Veterinary teams are being urged to treat uniforms as part of infection control, not just professional appearance. In a Vet Times commentary, Jane Davidson argues practice staff should change into uniforms on site and avoid wearing them to shops, pubs, or human hospitals, framing that as one element of a broader, multimodal infection control approach. That position aligns with wider guidance in both veterinary and human healthcare: RCVS COVID-era PPE guidance said work-only clothing should be worn only on site and not for travel to and from home, while BVNA similarly advised that uniforms and scrubs should only be worn at work. Human healthcare policies Davidson cites as a model, including NHS Wales dress code guidance and NHS England workwear guidance, also discourage wearing uniforms in public, partly because of public confidence and perceived hygiene concerns. (knowledge.rcvs.org.uk)

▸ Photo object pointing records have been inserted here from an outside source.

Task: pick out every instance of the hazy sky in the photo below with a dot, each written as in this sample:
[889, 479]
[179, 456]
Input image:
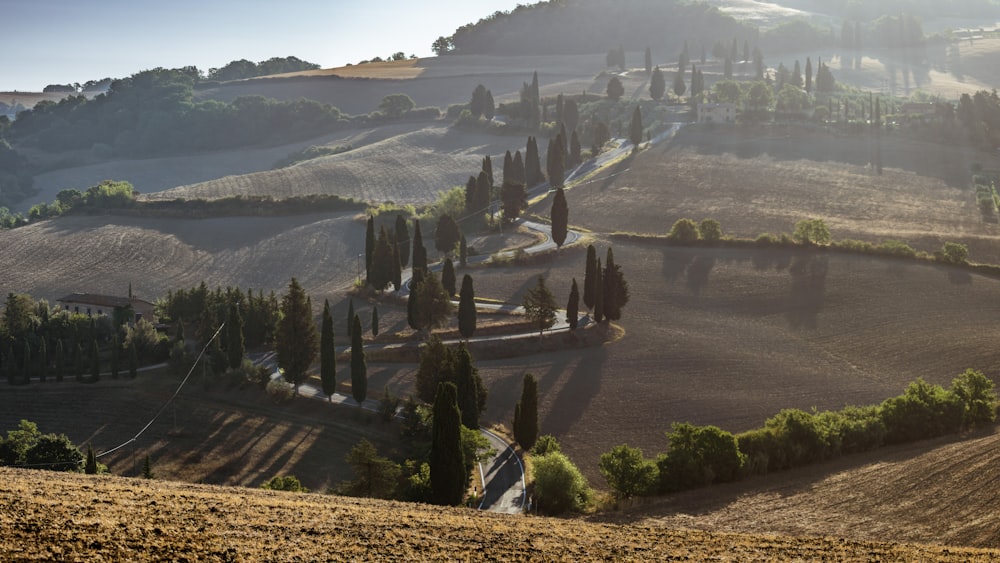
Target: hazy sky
[64, 41]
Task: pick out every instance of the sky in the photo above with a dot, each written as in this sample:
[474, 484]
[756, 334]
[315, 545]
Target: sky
[66, 41]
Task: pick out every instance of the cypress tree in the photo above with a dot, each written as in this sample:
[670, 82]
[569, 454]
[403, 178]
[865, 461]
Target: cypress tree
[235, 344]
[133, 361]
[526, 428]
[559, 215]
[60, 361]
[467, 386]
[573, 307]
[598, 293]
[467, 308]
[590, 278]
[115, 347]
[369, 246]
[90, 468]
[327, 353]
[95, 362]
[403, 240]
[447, 460]
[359, 369]
[448, 277]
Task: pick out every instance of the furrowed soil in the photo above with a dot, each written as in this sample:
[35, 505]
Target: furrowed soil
[83, 517]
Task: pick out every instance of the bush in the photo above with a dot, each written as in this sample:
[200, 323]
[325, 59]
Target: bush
[559, 485]
[683, 231]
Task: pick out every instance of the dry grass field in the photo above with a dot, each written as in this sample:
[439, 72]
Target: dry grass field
[111, 518]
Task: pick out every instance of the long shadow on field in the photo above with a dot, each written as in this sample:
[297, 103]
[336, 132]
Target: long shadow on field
[574, 397]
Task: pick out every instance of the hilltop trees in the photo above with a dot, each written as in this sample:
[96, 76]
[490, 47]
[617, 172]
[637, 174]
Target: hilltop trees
[296, 344]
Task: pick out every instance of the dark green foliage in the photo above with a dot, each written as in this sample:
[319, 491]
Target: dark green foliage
[657, 84]
[446, 235]
[573, 306]
[90, 468]
[526, 414]
[448, 277]
[297, 341]
[628, 473]
[374, 476]
[559, 215]
[590, 278]
[467, 308]
[447, 461]
[327, 353]
[359, 367]
[468, 387]
[540, 306]
[635, 131]
[235, 344]
[698, 455]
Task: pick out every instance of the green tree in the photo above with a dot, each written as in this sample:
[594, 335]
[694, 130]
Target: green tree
[296, 339]
[559, 485]
[559, 215]
[526, 414]
[573, 306]
[447, 460]
[395, 105]
[235, 347]
[327, 353]
[635, 129]
[628, 473]
[657, 84]
[540, 306]
[359, 368]
[448, 277]
[447, 235]
[467, 308]
[812, 232]
[374, 476]
[684, 231]
[615, 89]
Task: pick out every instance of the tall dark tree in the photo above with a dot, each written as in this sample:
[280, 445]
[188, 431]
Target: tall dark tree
[573, 306]
[369, 246]
[327, 353]
[467, 308]
[556, 162]
[447, 460]
[235, 347]
[296, 338]
[559, 215]
[419, 251]
[468, 387]
[359, 368]
[533, 164]
[657, 84]
[403, 240]
[590, 278]
[526, 414]
[448, 277]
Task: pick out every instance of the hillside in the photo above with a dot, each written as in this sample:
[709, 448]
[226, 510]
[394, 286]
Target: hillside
[109, 517]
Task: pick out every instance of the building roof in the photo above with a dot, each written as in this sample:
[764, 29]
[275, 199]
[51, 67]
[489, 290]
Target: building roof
[95, 299]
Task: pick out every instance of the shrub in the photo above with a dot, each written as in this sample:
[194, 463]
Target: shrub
[559, 485]
[683, 231]
[710, 230]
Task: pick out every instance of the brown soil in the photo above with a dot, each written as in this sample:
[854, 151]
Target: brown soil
[81, 517]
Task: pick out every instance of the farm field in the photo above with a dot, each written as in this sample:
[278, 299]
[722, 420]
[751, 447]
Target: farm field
[118, 518]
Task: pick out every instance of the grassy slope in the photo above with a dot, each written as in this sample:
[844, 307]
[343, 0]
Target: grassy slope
[109, 517]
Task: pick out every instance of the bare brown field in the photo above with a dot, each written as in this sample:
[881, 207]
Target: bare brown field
[88, 517]
[938, 491]
[756, 180]
[410, 167]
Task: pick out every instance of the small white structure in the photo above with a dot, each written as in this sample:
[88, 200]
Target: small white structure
[720, 112]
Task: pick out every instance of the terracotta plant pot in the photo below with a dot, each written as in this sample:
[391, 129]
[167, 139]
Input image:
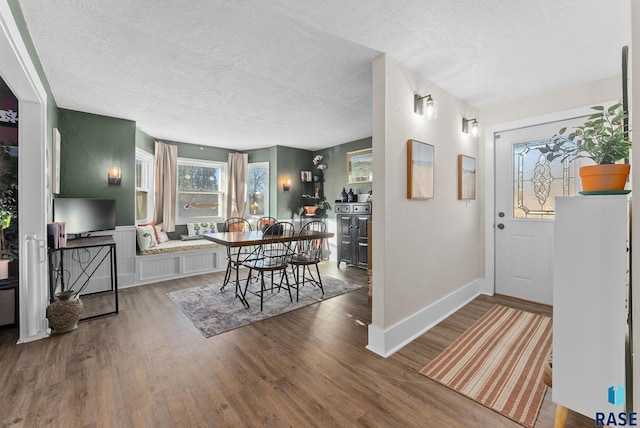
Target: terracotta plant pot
[604, 177]
[64, 313]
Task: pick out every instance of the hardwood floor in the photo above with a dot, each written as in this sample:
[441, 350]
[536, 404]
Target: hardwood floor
[150, 367]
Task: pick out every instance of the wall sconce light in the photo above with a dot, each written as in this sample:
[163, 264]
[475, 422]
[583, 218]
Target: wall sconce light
[425, 105]
[473, 130]
[115, 175]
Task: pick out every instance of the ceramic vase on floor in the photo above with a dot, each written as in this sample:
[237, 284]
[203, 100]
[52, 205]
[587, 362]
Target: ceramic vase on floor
[64, 314]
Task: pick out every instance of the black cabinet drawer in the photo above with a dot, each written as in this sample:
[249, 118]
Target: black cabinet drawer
[343, 209]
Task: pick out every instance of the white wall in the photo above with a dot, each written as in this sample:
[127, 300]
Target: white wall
[634, 105]
[426, 260]
[525, 112]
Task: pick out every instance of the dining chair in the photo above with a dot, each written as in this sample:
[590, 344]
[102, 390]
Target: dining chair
[235, 255]
[264, 222]
[271, 256]
[308, 252]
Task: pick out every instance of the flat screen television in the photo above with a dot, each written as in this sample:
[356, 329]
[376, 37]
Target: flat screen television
[83, 215]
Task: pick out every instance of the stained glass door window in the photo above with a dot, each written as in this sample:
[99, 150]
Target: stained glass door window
[536, 181]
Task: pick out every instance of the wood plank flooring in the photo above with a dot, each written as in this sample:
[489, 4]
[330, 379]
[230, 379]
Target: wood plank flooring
[150, 367]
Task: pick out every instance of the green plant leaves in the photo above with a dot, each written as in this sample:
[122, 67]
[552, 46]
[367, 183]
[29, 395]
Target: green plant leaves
[603, 137]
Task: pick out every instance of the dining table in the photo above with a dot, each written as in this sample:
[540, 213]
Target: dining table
[254, 238]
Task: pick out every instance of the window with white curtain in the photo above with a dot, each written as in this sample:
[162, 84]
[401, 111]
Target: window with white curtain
[144, 186]
[202, 187]
[258, 189]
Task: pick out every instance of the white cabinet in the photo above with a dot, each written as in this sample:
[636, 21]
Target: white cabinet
[589, 301]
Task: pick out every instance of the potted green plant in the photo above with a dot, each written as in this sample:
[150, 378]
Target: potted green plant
[603, 138]
[5, 222]
[322, 206]
[8, 213]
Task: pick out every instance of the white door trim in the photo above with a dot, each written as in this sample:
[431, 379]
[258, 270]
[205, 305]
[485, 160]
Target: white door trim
[489, 181]
[18, 71]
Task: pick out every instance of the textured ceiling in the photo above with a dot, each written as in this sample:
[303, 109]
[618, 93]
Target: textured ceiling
[246, 74]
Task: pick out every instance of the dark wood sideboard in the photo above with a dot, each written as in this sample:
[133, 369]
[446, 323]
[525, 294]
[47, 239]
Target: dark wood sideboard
[352, 235]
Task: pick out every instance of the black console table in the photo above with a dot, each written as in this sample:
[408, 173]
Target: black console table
[105, 250]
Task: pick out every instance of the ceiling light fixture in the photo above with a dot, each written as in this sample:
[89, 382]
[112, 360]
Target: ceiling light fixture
[473, 130]
[425, 105]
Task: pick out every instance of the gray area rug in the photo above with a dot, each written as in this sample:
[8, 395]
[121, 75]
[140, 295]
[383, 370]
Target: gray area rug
[214, 312]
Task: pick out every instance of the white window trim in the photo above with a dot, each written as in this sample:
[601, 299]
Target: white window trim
[222, 186]
[264, 165]
[148, 181]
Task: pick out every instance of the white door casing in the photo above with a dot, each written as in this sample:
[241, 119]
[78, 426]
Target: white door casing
[18, 71]
[526, 185]
[491, 211]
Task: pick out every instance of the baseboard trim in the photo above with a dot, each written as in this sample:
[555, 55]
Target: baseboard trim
[386, 342]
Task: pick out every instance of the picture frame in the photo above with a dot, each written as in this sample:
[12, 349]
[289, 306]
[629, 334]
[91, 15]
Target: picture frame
[55, 162]
[360, 166]
[466, 178]
[420, 166]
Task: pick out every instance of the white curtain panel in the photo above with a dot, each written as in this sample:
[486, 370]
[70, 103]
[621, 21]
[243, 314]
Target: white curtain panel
[237, 189]
[166, 170]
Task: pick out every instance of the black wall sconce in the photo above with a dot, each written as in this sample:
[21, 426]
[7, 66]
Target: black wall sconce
[115, 176]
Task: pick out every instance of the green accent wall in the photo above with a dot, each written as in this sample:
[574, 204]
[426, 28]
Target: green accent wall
[335, 176]
[289, 163]
[90, 145]
[270, 154]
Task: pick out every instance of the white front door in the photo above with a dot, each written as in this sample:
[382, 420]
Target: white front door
[526, 185]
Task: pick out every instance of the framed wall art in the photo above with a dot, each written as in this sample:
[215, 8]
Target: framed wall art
[466, 177]
[55, 162]
[420, 163]
[360, 166]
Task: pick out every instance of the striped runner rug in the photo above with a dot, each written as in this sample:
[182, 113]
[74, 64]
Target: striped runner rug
[498, 362]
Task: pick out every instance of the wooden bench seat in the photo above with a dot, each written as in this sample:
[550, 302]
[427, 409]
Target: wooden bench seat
[173, 246]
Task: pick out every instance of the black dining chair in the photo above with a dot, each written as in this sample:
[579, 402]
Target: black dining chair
[308, 252]
[264, 222]
[235, 255]
[271, 256]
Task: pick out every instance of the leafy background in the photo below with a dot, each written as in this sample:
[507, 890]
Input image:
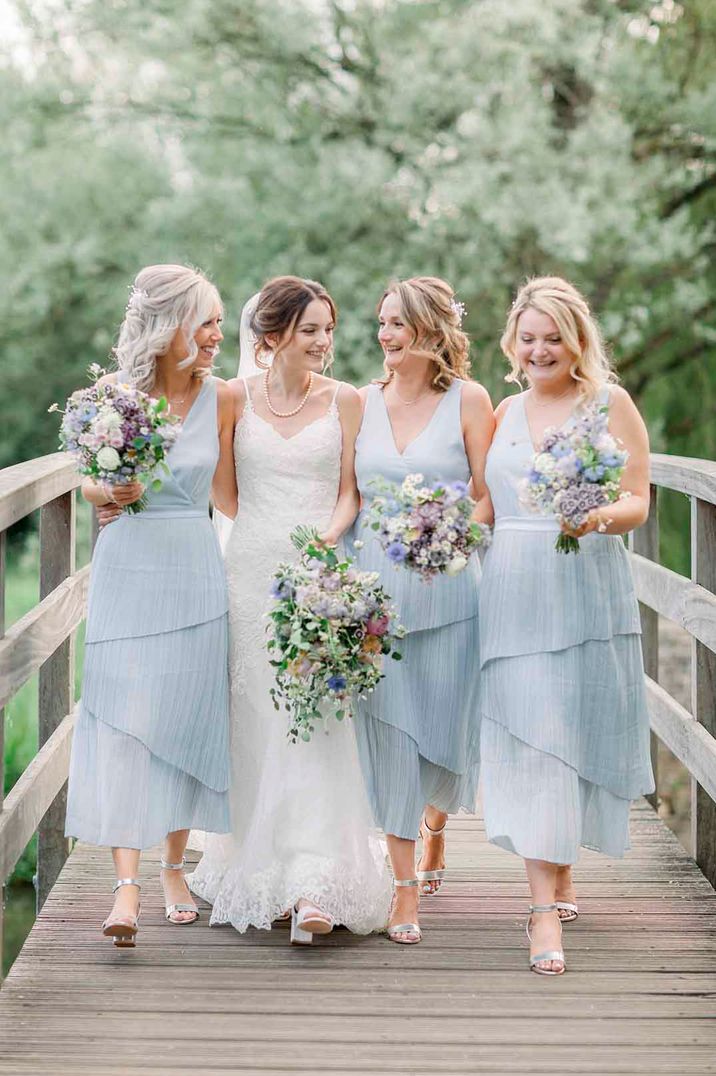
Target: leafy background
[353, 141]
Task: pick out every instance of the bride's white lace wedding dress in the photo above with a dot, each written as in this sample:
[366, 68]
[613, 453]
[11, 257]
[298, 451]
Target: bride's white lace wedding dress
[302, 824]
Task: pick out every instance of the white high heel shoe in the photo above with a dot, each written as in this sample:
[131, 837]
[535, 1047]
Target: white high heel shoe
[123, 929]
[307, 921]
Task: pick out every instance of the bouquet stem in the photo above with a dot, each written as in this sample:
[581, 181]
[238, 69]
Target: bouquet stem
[565, 543]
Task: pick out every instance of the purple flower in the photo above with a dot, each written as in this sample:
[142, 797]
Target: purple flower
[281, 589]
[396, 552]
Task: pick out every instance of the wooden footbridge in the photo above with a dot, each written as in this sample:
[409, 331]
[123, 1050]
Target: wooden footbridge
[640, 993]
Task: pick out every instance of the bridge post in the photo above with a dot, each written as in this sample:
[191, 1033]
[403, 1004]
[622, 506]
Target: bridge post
[645, 541]
[703, 683]
[56, 680]
[2, 737]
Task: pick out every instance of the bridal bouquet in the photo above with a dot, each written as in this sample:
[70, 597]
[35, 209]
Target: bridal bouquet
[575, 470]
[332, 628]
[426, 527]
[117, 434]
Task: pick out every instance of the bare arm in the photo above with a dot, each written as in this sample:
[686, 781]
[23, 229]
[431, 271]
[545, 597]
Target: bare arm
[224, 492]
[478, 425]
[628, 426]
[348, 503]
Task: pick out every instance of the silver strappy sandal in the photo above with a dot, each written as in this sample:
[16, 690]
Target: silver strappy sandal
[431, 876]
[171, 908]
[572, 909]
[123, 929]
[550, 954]
[405, 928]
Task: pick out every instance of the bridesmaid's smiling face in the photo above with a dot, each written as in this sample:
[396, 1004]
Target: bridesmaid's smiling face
[394, 335]
[541, 351]
[207, 338]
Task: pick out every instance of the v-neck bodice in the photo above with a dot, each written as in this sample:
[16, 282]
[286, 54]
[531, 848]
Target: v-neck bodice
[438, 454]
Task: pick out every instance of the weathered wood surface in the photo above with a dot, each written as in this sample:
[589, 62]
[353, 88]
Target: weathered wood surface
[27, 486]
[703, 685]
[686, 475]
[57, 560]
[685, 737]
[33, 638]
[32, 794]
[690, 606]
[637, 996]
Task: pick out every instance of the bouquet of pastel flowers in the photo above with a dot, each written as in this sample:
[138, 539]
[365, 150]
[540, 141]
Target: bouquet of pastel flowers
[117, 434]
[576, 469]
[426, 527]
[332, 628]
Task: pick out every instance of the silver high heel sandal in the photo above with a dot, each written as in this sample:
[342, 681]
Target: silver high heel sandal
[427, 876]
[123, 929]
[405, 928]
[572, 909]
[171, 908]
[307, 921]
[550, 954]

Why it matters: For veterinary professionals, the issue is bigger than optics. Published infection control literature says dedicated outerwear should be changed before leaving the building and not worn outside the hospital setting, because clothing can act as a vehicle for pathogen transfer between practice, home, and other environments. More recent biosecurity guidance for veterinary teaching hospitals goes further, recommending street clothes for commuting, hospital-only footwear in clinical areas, and designated changing zones to reduce cross-contamination. For practices under pressure from antimicrobial resistance, higher caseloads, and closer scrutiny of hygiene standards, uniform policies are a visible, low-tech control that can support a stronger infection prevention culture. (pmc.ncbi.nlm.nih.gov)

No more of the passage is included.